Perhaps the greatest threat the West faces, however, is the old wine of blasphemy being poured into a new glass and given a different name. These new laws, although different in concept and focus, often replicate the effects of blasphemy laws. Worse, courts and the general public seem to think they’re necessary if multiculturalism is to flourish. Inevitably, however, they simply cause more conflict as religious groups have a new means to express their frustration over speech they don’t like. In Australia, they’re called “religious vilification” laws and have led to court cases between Christians and Muslims; in Canada, they’re called “religious hate propaganda” laws and have led to magazines being taken in front of human rights commissions; in the United Nations, they’re called “Defamation of Religions” resolutions, and have been the basis of several successful resolutions before the General Assembly.

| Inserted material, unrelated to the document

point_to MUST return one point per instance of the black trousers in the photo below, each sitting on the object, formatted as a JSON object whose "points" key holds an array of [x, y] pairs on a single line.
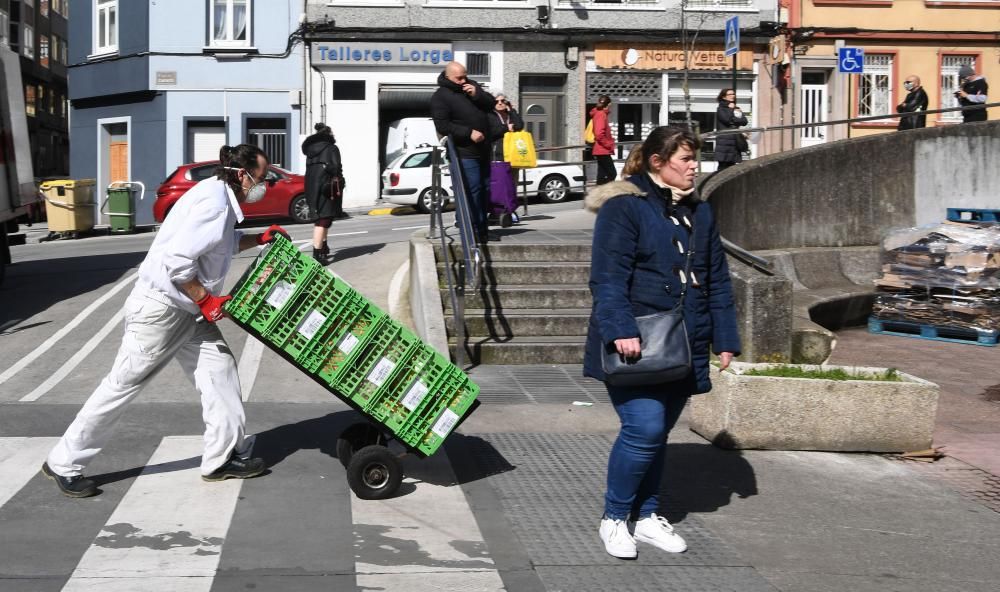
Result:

In other words, there is a global trend of anti-blasphemy laws being given new vigor by being re-packaged. In many countries around the world, the threat of being prosecuted under blasphemy laws or their modern-day counterparts is a real one—and atheists, humanists, and freethinkers can easily become victims.


The main idea I want to leave you with is that the promise of the Enlightenment and Modernity has certainly not yet been fulfilled in this area. Laws against blasphemy remain a genuine threat to the ideals of secularism and free speech, and this is the reality we should recognize on International Blasphemy Rights Day.